The kitchen table at the home of Tiwana and Yvonne Aranui in Napier seems an appropriate place for a gathering of te reo Maori students to gather on the eve of Maori Language Week.
Mrs Aranui, who joined a language renaissance among those laid off when the Whakatu meatworks closed 27 years ago, says it was in the kitchen on the marae where the fat was chewed when she was young.
There was the Maori spoken at home by parents, and there was the Maori spoken on the paepae at the marae, but she says it was the "kitchen reo" among kuia that was "where everything happens - the grassroots".
That is part of explaining the pathway of someone who understood what they were saying, but hadn't learnt to speak it.
"Passive learning," she calls it, knowing that now, at the age of 56 and midway through a Level 4 course in Maori through Te Wananga o Aotearoa, she will never stop learning.
It's what Hemi Brown, 56, and wife Roberta are doing, their Sunday afternoon study group disrupted a little by a gathering talking more about waka ama and training on the Bay that morning.

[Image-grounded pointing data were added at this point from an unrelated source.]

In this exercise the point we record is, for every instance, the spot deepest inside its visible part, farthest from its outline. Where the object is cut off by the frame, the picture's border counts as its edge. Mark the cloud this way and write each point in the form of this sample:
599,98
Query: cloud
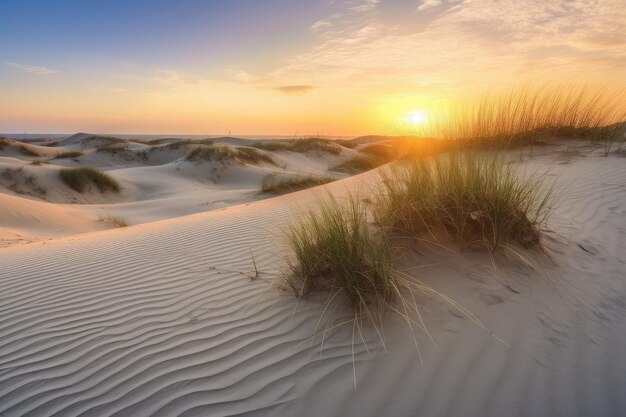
294,89
33,69
105,89
429,4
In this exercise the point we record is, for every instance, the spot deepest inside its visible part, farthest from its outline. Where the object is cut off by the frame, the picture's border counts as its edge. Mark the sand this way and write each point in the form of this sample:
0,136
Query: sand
170,318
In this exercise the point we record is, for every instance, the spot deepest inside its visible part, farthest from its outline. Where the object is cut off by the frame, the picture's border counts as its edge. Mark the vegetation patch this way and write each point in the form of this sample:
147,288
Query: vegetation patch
115,220
301,145
280,184
69,155
472,198
78,179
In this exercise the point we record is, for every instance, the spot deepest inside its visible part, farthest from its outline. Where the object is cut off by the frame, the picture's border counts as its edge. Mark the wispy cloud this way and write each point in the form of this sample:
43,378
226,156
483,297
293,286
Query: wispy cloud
105,89
31,69
294,89
429,4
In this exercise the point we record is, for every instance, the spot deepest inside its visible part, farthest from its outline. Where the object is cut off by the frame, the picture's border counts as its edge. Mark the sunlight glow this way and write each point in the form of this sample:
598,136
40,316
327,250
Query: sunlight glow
418,117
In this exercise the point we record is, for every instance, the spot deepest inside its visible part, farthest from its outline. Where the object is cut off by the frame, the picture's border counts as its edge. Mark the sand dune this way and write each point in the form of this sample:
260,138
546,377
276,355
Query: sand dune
169,318
157,181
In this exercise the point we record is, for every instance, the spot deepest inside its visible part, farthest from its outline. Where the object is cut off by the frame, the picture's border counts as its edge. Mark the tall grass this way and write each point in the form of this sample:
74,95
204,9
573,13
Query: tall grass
528,115
335,251
470,197
68,155
79,179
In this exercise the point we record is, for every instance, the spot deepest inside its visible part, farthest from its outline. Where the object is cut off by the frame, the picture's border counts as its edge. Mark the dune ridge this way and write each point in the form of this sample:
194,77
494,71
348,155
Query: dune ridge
168,318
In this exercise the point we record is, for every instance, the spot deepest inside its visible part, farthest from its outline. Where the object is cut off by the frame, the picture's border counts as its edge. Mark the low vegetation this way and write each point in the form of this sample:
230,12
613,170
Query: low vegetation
359,163
530,115
336,250
69,155
115,220
469,197
252,155
281,184
79,179
211,153
302,145
224,153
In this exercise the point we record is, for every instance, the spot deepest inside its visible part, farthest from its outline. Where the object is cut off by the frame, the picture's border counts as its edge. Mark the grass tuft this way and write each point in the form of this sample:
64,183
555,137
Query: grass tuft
359,163
69,155
79,179
280,184
472,198
335,250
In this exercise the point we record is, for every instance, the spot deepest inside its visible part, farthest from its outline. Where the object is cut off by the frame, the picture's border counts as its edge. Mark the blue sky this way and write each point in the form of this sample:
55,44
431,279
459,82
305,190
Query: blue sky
267,66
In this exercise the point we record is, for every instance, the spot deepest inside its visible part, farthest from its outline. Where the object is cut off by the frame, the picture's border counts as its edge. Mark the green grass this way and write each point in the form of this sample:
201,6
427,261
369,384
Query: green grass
69,155
40,161
223,153
211,153
335,250
359,163
79,179
252,155
471,198
277,184
530,115
115,220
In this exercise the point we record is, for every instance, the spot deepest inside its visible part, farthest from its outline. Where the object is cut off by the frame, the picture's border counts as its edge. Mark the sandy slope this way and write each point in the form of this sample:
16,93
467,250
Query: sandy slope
157,183
168,318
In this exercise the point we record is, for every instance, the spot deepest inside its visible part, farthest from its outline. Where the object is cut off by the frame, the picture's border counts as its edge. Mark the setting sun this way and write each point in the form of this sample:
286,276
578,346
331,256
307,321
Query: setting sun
418,117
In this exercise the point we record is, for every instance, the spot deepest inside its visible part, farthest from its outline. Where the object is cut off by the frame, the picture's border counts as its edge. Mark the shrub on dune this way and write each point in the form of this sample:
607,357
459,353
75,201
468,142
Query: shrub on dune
277,184
359,163
472,198
211,153
335,250
79,179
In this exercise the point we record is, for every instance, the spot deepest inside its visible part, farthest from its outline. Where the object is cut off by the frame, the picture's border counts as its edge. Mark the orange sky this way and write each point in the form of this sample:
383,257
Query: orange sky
337,68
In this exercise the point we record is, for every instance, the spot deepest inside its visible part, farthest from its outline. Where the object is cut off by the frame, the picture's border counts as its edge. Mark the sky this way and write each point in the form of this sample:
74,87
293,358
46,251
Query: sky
277,67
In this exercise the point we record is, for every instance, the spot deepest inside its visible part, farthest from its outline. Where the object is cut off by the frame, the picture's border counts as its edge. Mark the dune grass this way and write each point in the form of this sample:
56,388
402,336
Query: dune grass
253,155
530,115
301,145
69,155
40,161
115,220
280,184
471,198
80,178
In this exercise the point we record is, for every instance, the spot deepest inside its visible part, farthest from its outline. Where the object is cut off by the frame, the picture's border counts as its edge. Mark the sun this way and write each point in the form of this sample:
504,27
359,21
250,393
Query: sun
417,117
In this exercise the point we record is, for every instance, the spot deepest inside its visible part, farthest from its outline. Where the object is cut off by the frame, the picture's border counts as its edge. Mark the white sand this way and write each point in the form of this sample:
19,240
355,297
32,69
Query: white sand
164,319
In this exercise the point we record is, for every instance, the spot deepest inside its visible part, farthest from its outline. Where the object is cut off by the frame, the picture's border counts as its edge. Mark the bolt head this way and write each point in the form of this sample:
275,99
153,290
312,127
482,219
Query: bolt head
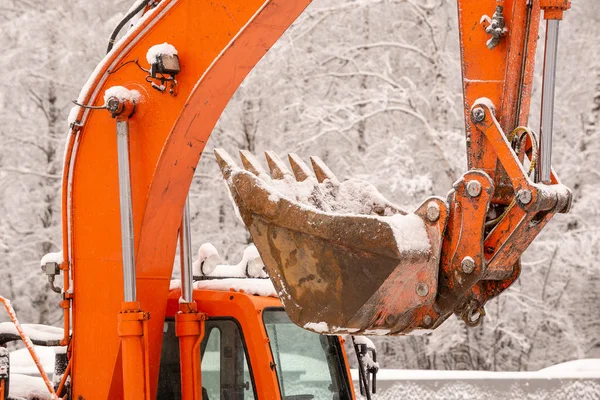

The waka ama is pertinent, however, for Mrs Aranui knows its arrival in the national sporting framework probably wouldn't have happened without the renaissance of the language first.
It brought positive change in a lot of people's lives, and she reels off names of those who've "gone back to school" to educate themselves in the language she believes they already know. It just needed something to bring it out, and much of the impetus came within her own community of Maraenui, where she first went to tino rangatiratanga courses for those wanting to work in kohanga reo.
Maraenui School, where she was to work liaising between school and home, became the country's first bilingual, English-Maori school 25 years ago, with mother-in-law Dolly Aranui among the kaiarahi reo as it went a stage further in 1992 to also provide a rumaki class.
Daughter Zoe, one of five five-year-old full-immersion Maori-language pioneer pupils, went on to hold a BA in Maori Studies.
"All the girls have done well," says Mrs Aranui, who sometimes wonders why her parents didn't make her and her siblings learn the language, in a household of the Ratana faith, growing up around Wairoa, Otoi Station back of Raupunga, and later in Napier.
The parents' younger days, however, had been in times when children "got the strap" for speaking Maori at school. But tikanga and reo went hand in hand at home, and she recalls: "I don't remember being told, for example, to sit down and be quiet.
"You knew when manuhiri, and whanau, were coming, so you knew that's what you did. It was part of the make-up you grew up with."
Concentrating on a career in early childhood education, she's let the more formal studies rest at times, but is motivated now by supporting her husband, who chairs the trust at urban Pukemokimoki Marae, which opened in 2007.
Some of those who've taught Mrs Aranui and others will be recognised in the inaugural Ngati Kahungunu Te Reo Awards at the Hawke's Bay Opera House in Hastings on Saturday.